1. Field of the Invention
The present invention relates to a thin film magnetic head having at least an inductive magnetic transducer for recording, a method of manufacturing the same, and a magnetic recording apparatus in which a thin film magnetic head is mounted.
2. Description of the Related Art
In recent years, a magnetic recording apparatus typified by, for example, a hard disk drive is being widely spread. In the field of development of the hard disk drive, in association with improvement in surface recording density of a hard disk as the magnetic recording medium (herein below, simply called “recording medium”), improvement in performance of a thin film magnetic head is demanded. Known recording methods of a thin film magnetic head are a longitudinal recording method in which the orientation of a signal magnetic field is set to an in-plane direction (longitudinal direction) of a recording medium and a perpendicular recording method in which the orientation of a signal magnetic field is set to a direction orthogonal to the surface of a recording medium. At present, the longitudinal recording method is widely used. However, when a market trend accompanying improvement in surface recording density is considered, it is assumed that, in place of the longitudinal recording method, the perpendicular recording method will be regarded as a promising method in future for the following reason. The perpendicular recording method has advantages such that high linear recording density can be assured and a recorded recording medium is not easily influenced by thermal fluctuations.
The main part of a thin film magnetic head of the perpendicular recording method has, for example, a thin film coil for generating a magnetic flux, a magnetic pole layer for executing a recording process by emitting the magnetic flux generated by the thin film coil toward a recording medium, and a return yoke layer for returning the magnetic flux emitted from the magnetic pole layer and magnetized the recording medium.
As thin film magnetic heads of this kind, for example, some thin film magnetic heads in each of which a return yoke layer is disposed on a trailing side of the magnetic pole layer are known (for example, refer to U.S. Pat. No. 4,656,546 and Japanese Unexamined Patent Application Nos. Hei05-325137, Hei06-236526, and 2003-045008). In the thin film magnetic heads, mainly, when a magnetic flux is generated, a part of the magnetic flux emitted from a portion around an edge on the trailing side of the magnetic pole layer, that is, spread components of the magnetic flux to the periphery flow into the return yoke layer, so that spread of the magnetic flux is suppressed. Therefore, in the thin film magnetic heads, as compared with a thin film magnetic head which does not have the return yoke layer, the recording magnetic field gradient near a recording-medium-facing surface (air bearing surface) is sharper, so that an advantage of improved S/N (Signal to Noise) ratio is obtained.

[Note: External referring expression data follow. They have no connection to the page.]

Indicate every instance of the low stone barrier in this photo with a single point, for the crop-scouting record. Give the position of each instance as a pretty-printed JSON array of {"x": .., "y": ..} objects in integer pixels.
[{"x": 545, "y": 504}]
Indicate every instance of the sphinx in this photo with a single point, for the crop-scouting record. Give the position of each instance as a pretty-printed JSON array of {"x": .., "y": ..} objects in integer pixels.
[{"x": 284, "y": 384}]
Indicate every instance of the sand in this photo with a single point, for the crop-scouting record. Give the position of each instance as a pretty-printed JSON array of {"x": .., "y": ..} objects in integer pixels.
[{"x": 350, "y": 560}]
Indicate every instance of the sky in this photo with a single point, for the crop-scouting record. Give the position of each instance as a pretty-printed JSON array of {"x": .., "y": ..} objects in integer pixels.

Another example of the known thin film magnetic head in which the return yoke layer is disposed on the trailing side of the magnetic pole layer is a thin film magnetic head in which a portion facing the magnetic pole layer of the return yoke layer is partly projected to the magnetic pole layer side (refer to, for example, Japanese Unexamined Patent Application No. 2002-092820). The thin film magnetic head has an advantage of reduced track edge noise since spread of a magnetic flux emitted from the magnetic pole layer in the track width direction is suppressed when the magnetic flux is returned via the recording medium to the return yoke layer.
To improve recording performance of a thin film magnetic head of the perpendicular recording method, for example, it is necessary to suppress spread of the magnetic flux at the time of recording and to sharpen the gradient of a recording magnetic field as much as possible near the air bearing surface. With respect to this point, for example, the above-described thin film magnetic head in which a part of the return yoke layer is partly projected is very useful. However, considering expected future needs for further improvement in recording performance, it can be said that the configuration of the thin film magnetic head still has room for improvement. In particular, when mass productivity of the thin film magnetic head is considered, it is desired not only to seek a configuration of a thin film magnetic head of which recording performance is expected to be improved but also to establish a concrete manufacturing method capable of mass-producing the thin film magnetic head.